Light RailBrooke Southall's "Light Rail, Heavy Burden...


May 11, 1994

Light Rail

Brooke Southall's "Light Rail, Heavy Burden" (Opinion * Commentary, April 29) criticizes projections of increased ridership on the light rail based on the supposition that most commuters ride the light rail twice in one day.

As a light rail and MARC commuter, I have never thought `D seriously about buying a one-way ticket, simply because I had to get home eventually somehow. Ticket revenues are a better indication of the light rail's popularity.

While we're on the subject of ticket revenue, it is instructive to compare the light rail's projected revenue with another Schaeferean infrastructure built with public funds.
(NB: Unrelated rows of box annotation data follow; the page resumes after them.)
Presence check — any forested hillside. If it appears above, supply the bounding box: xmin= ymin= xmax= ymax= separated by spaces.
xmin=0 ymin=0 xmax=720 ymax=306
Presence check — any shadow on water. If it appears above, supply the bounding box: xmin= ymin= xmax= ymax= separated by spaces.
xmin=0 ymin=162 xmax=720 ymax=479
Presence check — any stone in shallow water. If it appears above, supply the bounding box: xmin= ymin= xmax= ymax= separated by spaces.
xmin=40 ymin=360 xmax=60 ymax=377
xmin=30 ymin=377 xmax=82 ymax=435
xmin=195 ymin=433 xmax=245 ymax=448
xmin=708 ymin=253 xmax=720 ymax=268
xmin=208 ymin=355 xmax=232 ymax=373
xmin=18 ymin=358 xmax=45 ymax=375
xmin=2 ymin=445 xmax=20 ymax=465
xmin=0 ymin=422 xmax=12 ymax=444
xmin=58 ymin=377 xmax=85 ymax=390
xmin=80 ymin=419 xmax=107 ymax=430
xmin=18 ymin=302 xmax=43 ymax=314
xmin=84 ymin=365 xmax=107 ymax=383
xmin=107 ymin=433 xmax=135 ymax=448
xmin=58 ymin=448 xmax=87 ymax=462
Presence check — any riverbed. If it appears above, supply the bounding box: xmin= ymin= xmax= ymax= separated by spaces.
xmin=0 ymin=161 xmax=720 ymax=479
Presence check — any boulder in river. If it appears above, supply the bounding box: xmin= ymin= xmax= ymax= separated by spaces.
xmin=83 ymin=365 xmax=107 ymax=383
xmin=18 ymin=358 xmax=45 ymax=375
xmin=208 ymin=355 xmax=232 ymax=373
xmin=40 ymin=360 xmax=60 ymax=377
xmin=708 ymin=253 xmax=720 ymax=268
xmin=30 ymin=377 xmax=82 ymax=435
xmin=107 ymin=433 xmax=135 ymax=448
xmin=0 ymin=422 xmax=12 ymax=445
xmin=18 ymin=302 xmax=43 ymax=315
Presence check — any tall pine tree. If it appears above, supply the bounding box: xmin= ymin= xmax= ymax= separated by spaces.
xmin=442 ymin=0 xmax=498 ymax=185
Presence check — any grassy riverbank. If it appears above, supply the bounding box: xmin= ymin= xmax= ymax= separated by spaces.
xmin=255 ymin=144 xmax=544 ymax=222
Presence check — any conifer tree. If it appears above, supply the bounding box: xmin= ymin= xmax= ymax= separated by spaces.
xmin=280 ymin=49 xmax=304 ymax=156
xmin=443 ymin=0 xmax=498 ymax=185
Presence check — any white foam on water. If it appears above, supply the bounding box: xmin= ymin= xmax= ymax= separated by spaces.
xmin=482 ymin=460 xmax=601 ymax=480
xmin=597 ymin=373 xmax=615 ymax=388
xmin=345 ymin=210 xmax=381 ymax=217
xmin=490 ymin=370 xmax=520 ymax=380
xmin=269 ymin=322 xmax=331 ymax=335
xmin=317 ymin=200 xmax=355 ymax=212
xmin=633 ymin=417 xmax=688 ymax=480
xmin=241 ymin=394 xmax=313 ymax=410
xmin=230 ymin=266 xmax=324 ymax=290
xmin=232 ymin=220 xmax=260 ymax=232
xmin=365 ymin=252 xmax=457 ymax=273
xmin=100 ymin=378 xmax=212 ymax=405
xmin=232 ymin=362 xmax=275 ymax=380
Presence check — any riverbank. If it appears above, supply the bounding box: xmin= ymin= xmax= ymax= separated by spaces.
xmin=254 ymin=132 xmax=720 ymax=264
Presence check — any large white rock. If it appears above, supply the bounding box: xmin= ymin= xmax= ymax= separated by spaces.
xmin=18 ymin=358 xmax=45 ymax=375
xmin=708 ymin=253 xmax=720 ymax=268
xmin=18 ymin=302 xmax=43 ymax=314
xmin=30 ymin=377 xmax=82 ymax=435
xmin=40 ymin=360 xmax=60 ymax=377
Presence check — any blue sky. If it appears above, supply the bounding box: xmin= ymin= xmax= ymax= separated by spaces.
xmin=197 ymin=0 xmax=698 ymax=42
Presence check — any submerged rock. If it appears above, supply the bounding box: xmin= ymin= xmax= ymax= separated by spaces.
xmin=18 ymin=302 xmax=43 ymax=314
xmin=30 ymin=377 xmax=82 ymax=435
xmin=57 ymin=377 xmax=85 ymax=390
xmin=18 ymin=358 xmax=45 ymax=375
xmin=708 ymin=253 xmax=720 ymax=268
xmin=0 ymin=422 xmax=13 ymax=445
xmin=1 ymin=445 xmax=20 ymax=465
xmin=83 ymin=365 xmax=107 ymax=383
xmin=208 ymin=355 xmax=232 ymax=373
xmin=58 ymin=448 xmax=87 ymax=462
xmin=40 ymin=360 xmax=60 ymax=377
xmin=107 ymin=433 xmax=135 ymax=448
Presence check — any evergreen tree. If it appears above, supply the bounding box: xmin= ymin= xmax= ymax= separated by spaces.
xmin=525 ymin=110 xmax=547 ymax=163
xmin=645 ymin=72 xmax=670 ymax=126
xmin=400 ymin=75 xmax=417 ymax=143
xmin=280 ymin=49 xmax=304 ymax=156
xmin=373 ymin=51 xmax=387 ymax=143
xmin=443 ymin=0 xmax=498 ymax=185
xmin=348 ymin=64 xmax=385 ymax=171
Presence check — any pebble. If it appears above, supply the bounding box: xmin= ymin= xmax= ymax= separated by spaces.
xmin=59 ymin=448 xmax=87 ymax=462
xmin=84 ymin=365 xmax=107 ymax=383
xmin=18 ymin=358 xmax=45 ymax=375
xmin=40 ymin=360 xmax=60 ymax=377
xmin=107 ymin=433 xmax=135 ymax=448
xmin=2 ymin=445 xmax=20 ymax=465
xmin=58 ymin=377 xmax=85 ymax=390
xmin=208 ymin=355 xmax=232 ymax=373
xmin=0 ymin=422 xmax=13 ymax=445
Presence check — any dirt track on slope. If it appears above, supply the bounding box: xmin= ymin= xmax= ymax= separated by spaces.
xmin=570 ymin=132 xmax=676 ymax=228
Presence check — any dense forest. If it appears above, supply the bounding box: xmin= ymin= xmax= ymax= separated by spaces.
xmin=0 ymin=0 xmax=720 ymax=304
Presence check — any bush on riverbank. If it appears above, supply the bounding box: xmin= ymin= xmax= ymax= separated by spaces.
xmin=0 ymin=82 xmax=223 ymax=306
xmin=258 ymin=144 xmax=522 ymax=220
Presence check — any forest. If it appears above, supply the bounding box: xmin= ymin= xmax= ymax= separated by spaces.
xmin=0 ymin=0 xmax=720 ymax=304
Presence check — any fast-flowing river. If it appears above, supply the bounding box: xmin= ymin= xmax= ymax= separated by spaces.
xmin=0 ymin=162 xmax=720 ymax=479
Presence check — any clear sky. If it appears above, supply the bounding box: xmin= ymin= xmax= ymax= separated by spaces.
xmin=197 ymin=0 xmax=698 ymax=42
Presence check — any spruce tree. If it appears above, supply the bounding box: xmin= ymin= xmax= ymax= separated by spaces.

I speak of Oriole Park at Camden Yards. This sells 45,000 tickets 81 times a year. The projected light rail ridership will sell 30,000 tickets approximately 250 times a year.

Light rail tickets are a bargain compared to baseball tickets, as befits a public carrier. Yet 30,000 tickets sold 250 times a year is not bad revenue, considering that 45,000 tickets sold 81 times is justifiably touted as an unparalleled civic success.

The Maryland Stadium Authority had the savvy to build an attractive ball park at the juncture of the light rail, MARC trains, the subway's current terminus and Interstate 95. Orioles attendance has exceeded all projections and expectations.

In this context, the Southall numbers on the projected ridership on the Hunt Valley extension of the light rail don't add up. It is my understanding that over 20,000 people are employed in Hunt Valley and that getting to work is generally more important than getting to the ball park. It is unbelievable that this extended service would attract only 600 commuters.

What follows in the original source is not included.